The Mahakapi jataka I narrates the story of the Bodhisattva, who was born as the leader of a troop of monkeys. Once, while tasting sweet mangoes on the banks of the river, the monkeys were suddenly attacked by the archers of Brahmadatta of Banaras. To save the animals, the Bodhisattva hurriedly stretched out a bamboo to form a bridge to help them cross over. Finding it, however, slightly short, he stretched his own body to complete the bridge. The king was touched by the noble spirit of the animal, honoured him greatly and listened to his discourse on dharina. The river, the orchard of trees laden with mangoes, the strange bridge and the sermon of the monkey are all painted.
The Vessantara jataka has for its theme the life of the noble prince who never stinted gifting anything begged of him. In fact, he gave away even the precious elephant, responsible for the prosperity of his realm, which caused him banishment from his own kingdom along with his wife and children. Finally, he gave away all that he had, including his chariot and horses and even his children and wife. The panels here show the banishment, Vessantara leaving the city in his chariot, his wife in the forest, his gift of his children to wicked Brahman Jujaka, the restoration of the children to their grandfather and the happy return of the prince and the princess.
The Mahakapi Jataka II recounts the tale of the monkey who rescued an ungrateful man from a deep pit. In spite of the latter's attempt to kill him, the monkey with a most magnanimous spirit, showed him the way out of the forest. The scenes depict the animal helping the man out of the pit and the ingratitude of the latter.
The Sarabhamiga Jataka gives the story of the king of Banaras helped out of a pit by a stag.
The Machchha Jataka narrates the legend of the Bodhisattva, who saved his kin from death by drought by making a solemn asseveration to bring down rain.
The Matiposhaka Jataka gives the story of the filial affection of the elephant who took care of his blind mother. Captured by the king of Banaras, he refused to touch food till the king, out of compassion, got him to return to his blind parent. The scenes painted depict the refusal of the elephant to touch food, his release and happy reunion with his mother.

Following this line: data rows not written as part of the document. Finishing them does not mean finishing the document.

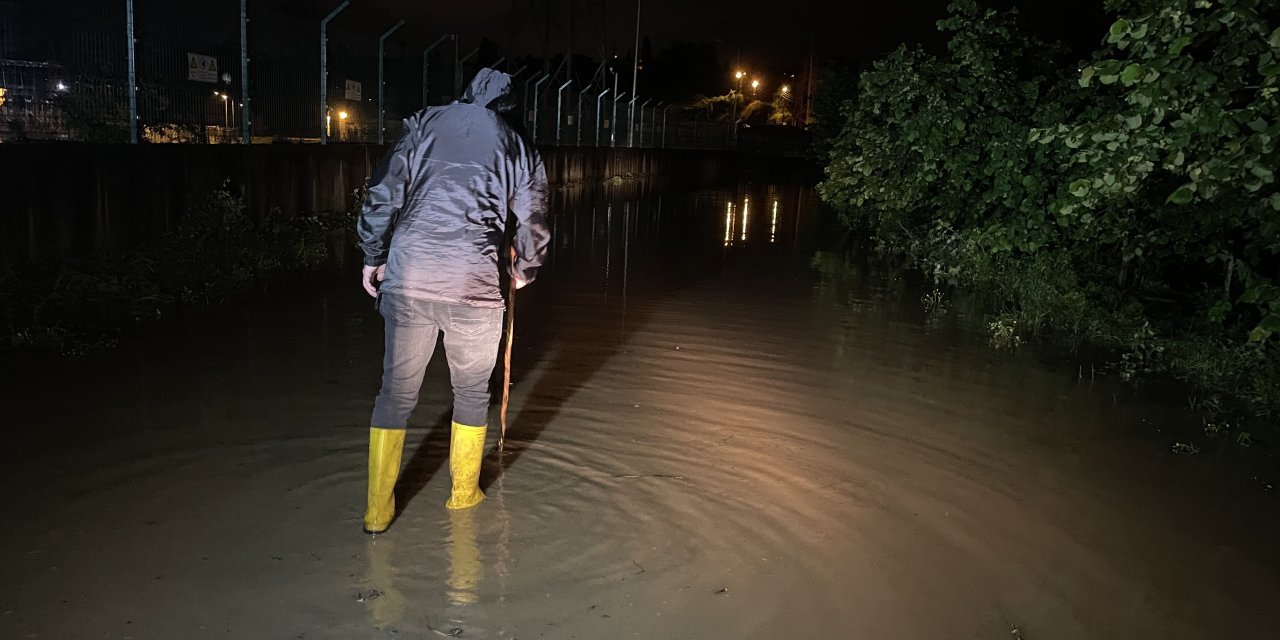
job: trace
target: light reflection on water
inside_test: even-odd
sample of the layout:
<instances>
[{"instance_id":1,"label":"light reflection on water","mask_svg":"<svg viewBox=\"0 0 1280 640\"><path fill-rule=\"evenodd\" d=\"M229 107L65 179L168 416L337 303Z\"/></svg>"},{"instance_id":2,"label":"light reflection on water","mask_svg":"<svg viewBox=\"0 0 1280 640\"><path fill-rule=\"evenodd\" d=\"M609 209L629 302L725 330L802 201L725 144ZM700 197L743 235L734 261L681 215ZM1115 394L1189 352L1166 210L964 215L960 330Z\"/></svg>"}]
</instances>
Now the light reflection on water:
<instances>
[{"instance_id":1,"label":"light reflection on water","mask_svg":"<svg viewBox=\"0 0 1280 640\"><path fill-rule=\"evenodd\" d=\"M1176 407L1089 387L1030 349L996 353L979 312L925 316L910 274L815 253L844 237L812 189L580 189L553 205L480 507L442 508L451 390L436 357L403 512L384 536L358 534L380 324L349 278L276 296L99 369L37 371L59 389L31 390L28 415L82 401L40 411L44 429L111 438L8 470L8 486L40 485L0 503L23 513L0 530L22 585L0 636L1280 627L1271 506L1134 435ZM111 589L68 586L102 576Z\"/></svg>"}]
</instances>

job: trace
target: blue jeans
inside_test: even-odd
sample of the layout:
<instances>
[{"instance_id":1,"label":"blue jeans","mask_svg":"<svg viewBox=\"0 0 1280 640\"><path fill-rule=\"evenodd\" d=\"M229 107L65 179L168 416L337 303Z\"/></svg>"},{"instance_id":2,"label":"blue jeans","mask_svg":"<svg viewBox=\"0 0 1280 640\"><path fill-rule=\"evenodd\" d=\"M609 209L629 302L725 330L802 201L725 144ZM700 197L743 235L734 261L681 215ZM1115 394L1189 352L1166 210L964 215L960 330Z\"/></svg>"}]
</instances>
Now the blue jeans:
<instances>
[{"instance_id":1,"label":"blue jeans","mask_svg":"<svg viewBox=\"0 0 1280 640\"><path fill-rule=\"evenodd\" d=\"M394 293L379 296L378 310L385 320L387 351L383 389L374 402L371 425L383 429L408 425L442 330L453 385L453 421L486 425L489 376L498 361L503 310L447 305Z\"/></svg>"}]
</instances>

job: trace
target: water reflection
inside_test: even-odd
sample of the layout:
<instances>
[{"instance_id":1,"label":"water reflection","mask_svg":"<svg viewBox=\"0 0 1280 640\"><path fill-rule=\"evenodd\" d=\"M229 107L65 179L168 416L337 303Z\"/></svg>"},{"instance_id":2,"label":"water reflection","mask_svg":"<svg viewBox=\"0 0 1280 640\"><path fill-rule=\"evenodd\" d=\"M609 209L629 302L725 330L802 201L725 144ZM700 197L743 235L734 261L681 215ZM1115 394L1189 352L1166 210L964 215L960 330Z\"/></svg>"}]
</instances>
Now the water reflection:
<instances>
[{"instance_id":1,"label":"water reflection","mask_svg":"<svg viewBox=\"0 0 1280 640\"><path fill-rule=\"evenodd\" d=\"M369 605L375 627L394 630L404 623L404 594L397 580L396 543L389 535L370 536L367 540L365 589L358 598Z\"/></svg>"},{"instance_id":2,"label":"water reflection","mask_svg":"<svg viewBox=\"0 0 1280 640\"><path fill-rule=\"evenodd\" d=\"M476 544L475 509L449 511L449 604L479 602L484 558Z\"/></svg>"}]
</instances>

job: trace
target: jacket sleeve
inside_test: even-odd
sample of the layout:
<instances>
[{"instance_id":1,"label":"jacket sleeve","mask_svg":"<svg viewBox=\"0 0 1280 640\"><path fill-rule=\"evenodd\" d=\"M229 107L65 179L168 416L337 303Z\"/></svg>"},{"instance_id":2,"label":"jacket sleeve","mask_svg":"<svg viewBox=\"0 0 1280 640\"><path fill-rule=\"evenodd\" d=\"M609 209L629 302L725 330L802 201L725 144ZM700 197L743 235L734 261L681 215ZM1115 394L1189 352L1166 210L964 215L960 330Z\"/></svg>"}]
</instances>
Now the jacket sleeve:
<instances>
[{"instance_id":1,"label":"jacket sleeve","mask_svg":"<svg viewBox=\"0 0 1280 640\"><path fill-rule=\"evenodd\" d=\"M538 268L547 257L547 244L550 243L550 228L547 224L547 169L538 151L527 148L525 168L511 200L511 211L516 216L515 247L516 260L512 275L521 280L534 282Z\"/></svg>"},{"instance_id":2,"label":"jacket sleeve","mask_svg":"<svg viewBox=\"0 0 1280 640\"><path fill-rule=\"evenodd\" d=\"M369 178L369 197L365 198L360 220L356 223L356 234L360 237L360 248L365 252L365 265L367 266L379 266L387 262L396 215L404 206L411 147L410 134L406 132L387 156L378 163L374 174Z\"/></svg>"}]
</instances>

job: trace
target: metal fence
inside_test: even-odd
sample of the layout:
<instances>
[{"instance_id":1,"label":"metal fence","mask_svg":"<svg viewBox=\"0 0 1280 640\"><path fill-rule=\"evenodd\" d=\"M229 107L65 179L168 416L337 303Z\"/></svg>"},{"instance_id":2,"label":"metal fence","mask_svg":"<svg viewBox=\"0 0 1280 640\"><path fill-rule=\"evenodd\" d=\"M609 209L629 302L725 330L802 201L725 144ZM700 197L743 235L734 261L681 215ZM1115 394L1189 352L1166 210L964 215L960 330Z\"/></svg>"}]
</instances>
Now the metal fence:
<instances>
[{"instance_id":1,"label":"metal fence","mask_svg":"<svg viewBox=\"0 0 1280 640\"><path fill-rule=\"evenodd\" d=\"M346 9L334 3L334 14ZM485 61L461 55L456 36L392 38L393 19L381 35L358 33L257 4L0 0L0 142L389 141ZM558 74L517 69L516 90L517 125L538 145L735 143L731 125Z\"/></svg>"}]
</instances>

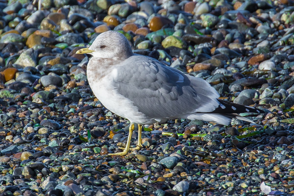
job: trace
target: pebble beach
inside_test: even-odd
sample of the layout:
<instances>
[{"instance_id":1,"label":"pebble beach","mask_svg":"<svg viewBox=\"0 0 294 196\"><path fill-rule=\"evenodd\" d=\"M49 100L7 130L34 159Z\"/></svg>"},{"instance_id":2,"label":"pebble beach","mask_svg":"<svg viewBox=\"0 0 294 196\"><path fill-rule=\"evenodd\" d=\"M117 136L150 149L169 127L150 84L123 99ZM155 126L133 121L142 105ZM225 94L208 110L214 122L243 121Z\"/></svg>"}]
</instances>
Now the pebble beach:
<instances>
[{"instance_id":1,"label":"pebble beach","mask_svg":"<svg viewBox=\"0 0 294 196\"><path fill-rule=\"evenodd\" d=\"M76 53L109 30L265 113L145 125L108 155L130 122ZM294 195L293 76L290 0L0 0L0 196Z\"/></svg>"}]
</instances>

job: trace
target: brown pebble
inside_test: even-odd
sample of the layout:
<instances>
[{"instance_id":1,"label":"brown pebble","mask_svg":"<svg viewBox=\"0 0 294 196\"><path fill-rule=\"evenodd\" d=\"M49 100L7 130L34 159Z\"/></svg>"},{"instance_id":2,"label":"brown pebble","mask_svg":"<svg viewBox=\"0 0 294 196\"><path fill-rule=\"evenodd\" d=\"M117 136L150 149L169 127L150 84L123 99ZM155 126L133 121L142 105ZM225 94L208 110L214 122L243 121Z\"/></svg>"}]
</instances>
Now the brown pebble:
<instances>
[{"instance_id":1,"label":"brown pebble","mask_svg":"<svg viewBox=\"0 0 294 196\"><path fill-rule=\"evenodd\" d=\"M34 34L45 37L53 38L54 37L52 31L46 29L39 29L34 32Z\"/></svg>"},{"instance_id":2,"label":"brown pebble","mask_svg":"<svg viewBox=\"0 0 294 196\"><path fill-rule=\"evenodd\" d=\"M1 72L1 73L4 76L5 81L7 82L13 79L17 72L17 69L11 67L5 69L4 71Z\"/></svg>"},{"instance_id":3,"label":"brown pebble","mask_svg":"<svg viewBox=\"0 0 294 196\"><path fill-rule=\"evenodd\" d=\"M157 181L159 181L160 182L165 182L165 181L167 181L167 178L166 177L163 177L162 176L160 176L158 177L157 178Z\"/></svg>"},{"instance_id":4,"label":"brown pebble","mask_svg":"<svg viewBox=\"0 0 294 196\"><path fill-rule=\"evenodd\" d=\"M194 1L189 1L186 3L184 6L184 11L187 12L192 13L196 4L196 2Z\"/></svg>"},{"instance_id":5,"label":"brown pebble","mask_svg":"<svg viewBox=\"0 0 294 196\"><path fill-rule=\"evenodd\" d=\"M128 23L126 24L123 27L123 30L125 32L127 32L130 31L134 32L138 29L138 26L134 23Z\"/></svg>"},{"instance_id":6,"label":"brown pebble","mask_svg":"<svg viewBox=\"0 0 294 196\"><path fill-rule=\"evenodd\" d=\"M197 71L203 70L211 70L213 68L212 65L210 63L197 63L193 67L193 71Z\"/></svg>"},{"instance_id":7,"label":"brown pebble","mask_svg":"<svg viewBox=\"0 0 294 196\"><path fill-rule=\"evenodd\" d=\"M103 19L103 22L106 23L108 26L116 26L119 24L118 19L114 16L106 16Z\"/></svg>"},{"instance_id":8,"label":"brown pebble","mask_svg":"<svg viewBox=\"0 0 294 196\"><path fill-rule=\"evenodd\" d=\"M101 149L101 151L100 152L100 154L101 155L106 155L108 154L108 151L107 150L107 148L103 148Z\"/></svg>"},{"instance_id":9,"label":"brown pebble","mask_svg":"<svg viewBox=\"0 0 294 196\"><path fill-rule=\"evenodd\" d=\"M161 29L163 26L172 22L168 19L162 16L154 16L152 18L149 23L149 28L152 31L156 31Z\"/></svg>"},{"instance_id":10,"label":"brown pebble","mask_svg":"<svg viewBox=\"0 0 294 196\"><path fill-rule=\"evenodd\" d=\"M261 54L251 57L248 61L248 64L254 65L257 63L262 62L266 60L266 57L264 54Z\"/></svg>"},{"instance_id":11,"label":"brown pebble","mask_svg":"<svg viewBox=\"0 0 294 196\"><path fill-rule=\"evenodd\" d=\"M105 24L101 24L95 28L94 31L96 33L101 33L103 32L106 32L110 30L110 28L107 25Z\"/></svg>"},{"instance_id":12,"label":"brown pebble","mask_svg":"<svg viewBox=\"0 0 294 196\"><path fill-rule=\"evenodd\" d=\"M137 35L141 35L146 36L147 34L150 33L150 30L147 27L141 27L139 28L135 32L135 34Z\"/></svg>"},{"instance_id":13,"label":"brown pebble","mask_svg":"<svg viewBox=\"0 0 294 196\"><path fill-rule=\"evenodd\" d=\"M28 151L25 151L23 152L22 153L21 153L21 160L22 161L27 160L29 159L29 158L31 157L33 158L33 157L34 155L32 153Z\"/></svg>"}]
</instances>

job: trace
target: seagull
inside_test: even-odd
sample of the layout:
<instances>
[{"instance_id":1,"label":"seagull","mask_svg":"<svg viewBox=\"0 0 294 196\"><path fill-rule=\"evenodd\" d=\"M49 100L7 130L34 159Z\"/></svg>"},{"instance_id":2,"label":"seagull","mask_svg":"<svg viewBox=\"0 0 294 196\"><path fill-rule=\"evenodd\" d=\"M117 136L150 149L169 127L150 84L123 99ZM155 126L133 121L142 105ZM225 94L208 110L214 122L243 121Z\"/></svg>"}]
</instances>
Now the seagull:
<instances>
[{"instance_id":1,"label":"seagull","mask_svg":"<svg viewBox=\"0 0 294 196\"><path fill-rule=\"evenodd\" d=\"M179 118L224 125L232 118L255 123L238 114L264 113L219 99L219 94L204 80L134 53L128 39L117 32L101 33L89 48L76 53L93 56L87 76L95 96L108 110L131 122L124 150L110 155L128 153L135 124L138 129L135 148L138 150L142 146L142 125Z\"/></svg>"}]
</instances>

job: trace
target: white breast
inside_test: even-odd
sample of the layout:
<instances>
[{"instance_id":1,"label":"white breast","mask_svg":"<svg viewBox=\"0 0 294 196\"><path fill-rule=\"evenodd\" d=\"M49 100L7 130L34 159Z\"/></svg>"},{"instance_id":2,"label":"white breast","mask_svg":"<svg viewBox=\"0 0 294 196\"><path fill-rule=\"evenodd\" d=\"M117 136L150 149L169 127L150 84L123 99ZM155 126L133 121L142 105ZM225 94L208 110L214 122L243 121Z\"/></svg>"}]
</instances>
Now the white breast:
<instances>
[{"instance_id":1,"label":"white breast","mask_svg":"<svg viewBox=\"0 0 294 196\"><path fill-rule=\"evenodd\" d=\"M113 85L113 79L117 76L116 69L113 69L102 78L97 78L91 72L87 71L89 83L95 96L108 109L132 123L150 124L153 121L139 111L137 107L129 100L119 94Z\"/></svg>"}]
</instances>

The Mahisha Jataka is the story of the Bodhisattva, who patiently put up with the antics of a monkey.
The Simhala Avadana narrates the story of Simhala, who accompanied by several merchants, was shipwrecked on a strange island of demonesses, who in the guise of beautiful nymphs, lured those unfortunately stranded there and gobbled them up. The Bodhisattva, born as a horse, offered to rescue the shipwrecked merchants, but those who stayed behind were destroyed by the ogresses. One of the latter followed Simhala in the guise of a beautiful woman, with a child in her arms, and claimed his as her husband before the king, who, struck by her beauty, made her his queen despite the advice of his ministers. This resulted in the gradual annihilation of the palace folk that were devoured by the demonesses. Simhala drove them out, set out with an army to reach their island, defeated them and became the ruler there.
The Sibi Jataka gives the story of a king who gladly gave away his eyes to a blind Brahman at his request, little knowing that it was Sakra himself in disguise. The panel has a short inscription Sibiraja painted in Vakataka letters.
The Ruru Jataka gives the story of the capture of the deer to preach the law to the king.
The Nigrodhamiga Jataka is the story of the Bodhisattva born as a compassionate deer, who offered himself to be killed in place of a pregnant doe to feed the king of Banaras. The ruler was so touched by this act of kindness that he adored the animal and listened to his sermon on karuna.
Cave 19 has panels representing Buddha with his begging-bowl before his son Rahula and Yasodhara.